Re: [PATCH 06/11] vt: introduce gen_ucs_recompose.py to create ucs_recompose.c

From: Jiri Slaby
Date: Mon Apr 14 2025 - 03:08:14 EST


On 10. 04. 25, 3:13, Nicolas Pitre wrote:
From: Nicolas Pitre <npitre@xxxxxxxxxxxx>

The generated code includes a table that maps base character + combining
mark pairs to their precomposed equivalents using Python's unicodedata
module. It also provides the ucs_recompose() function to query that
table.

The default script behavior is to create a table with most commonly used
Latin, Greek, and Cyrillic recomposition pairs only. It is much smaller
than the table with all possible recomposition pairs (71 entries vs 1000
entries). But if one needs/wants the full table then simply running the
script with the --full argument will generate it.

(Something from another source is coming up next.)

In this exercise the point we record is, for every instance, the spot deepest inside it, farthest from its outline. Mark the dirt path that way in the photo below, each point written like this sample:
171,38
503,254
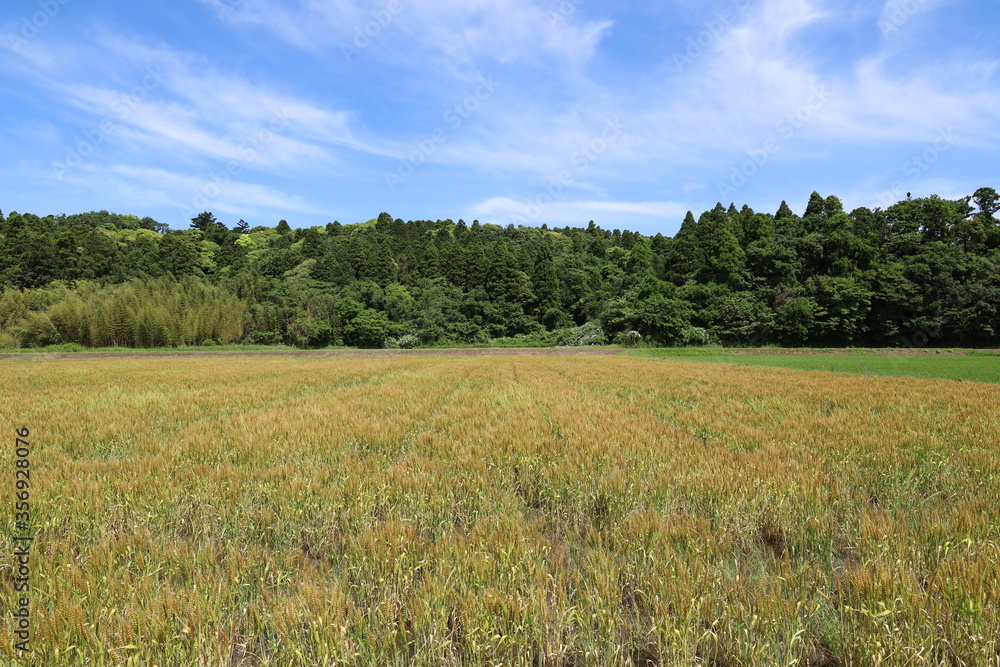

Signed-off-by: Nicolas Pitre <npitre@xxxxxxxxxxxx>
---
drivers/tty/vt/gen_ucs_recompose.py | 321 ++++++++++++++++++++++++++++
1 file changed, 321 insertions(+)
create mode 100755 drivers/tty/vt/gen_ucs_recompose.py

diff --git a/drivers/tty/vt/gen_ucs_recompose.py b/drivers/tty/vt/gen_ucs_recompose.py
new file mode 100755
index 0000000000..64418803e4
--- /dev/null
+++ b/drivers/tty/vt/gen_ucs_recompose.py
...
+struct compare_key {{
+ uint16_t base;
+ uint16_t combining;
+}};
+
+static int recomposition_compare(const void *key, const void *element)
+{{
+ const struct compare_key *search_key = key;
+ const struct recomposition *table_entry = element;
+
+ /* Compare base character first */
+ if (search_key->base < table_entry->base)
+ return -1;
+ if (search_key->base > table_entry->base)
+ return 1;
+
+ /* Base characters match, now compare combining character */
+ if (search_key->combining < table_entry->combining)
+ return -1;
+ if (search_key->combining > table_entry->combining)
+ return 1;
+
+ /* Both match */
+ return 0;
+}}
+
+/**
+ * Attempt to recompose two Unicode characters into a single character.
+ *
+ * @param previous: Previous Unicode code point (UCS-4)
+ * @param current: Current Unicode code point (UCS-4)
+ * Return: Recomposed Unicode code point, or 0 if no recomposition is possible
+ */
+uint32_t ucs_recompose(uint32_t base, uint32_t combining)
+{{
+ /* Check if characters are within the range of our table */
+ if (base < MIN_BASE_CHAR || base > MAX_BASE_CHAR ||
+ combining < MIN_COMBINING_CHAR || combining > MAX_COMBINING_CHAR)
+ return 0;
+
+ struct compare_key key = {{ base, combining }};
+
+ struct recomposition *result =
+ __inline_bsearch(&key, recomposition_table,
+ ARRAY_SIZE(recomposition_table),
+ sizeof(*recomposition_table),
+ recomposition_compare);
+
+ return result ? result->recomposed : 0;
+}}

Again, I think no reason to maintain C functions in py.

thanks,
--
js
suse labs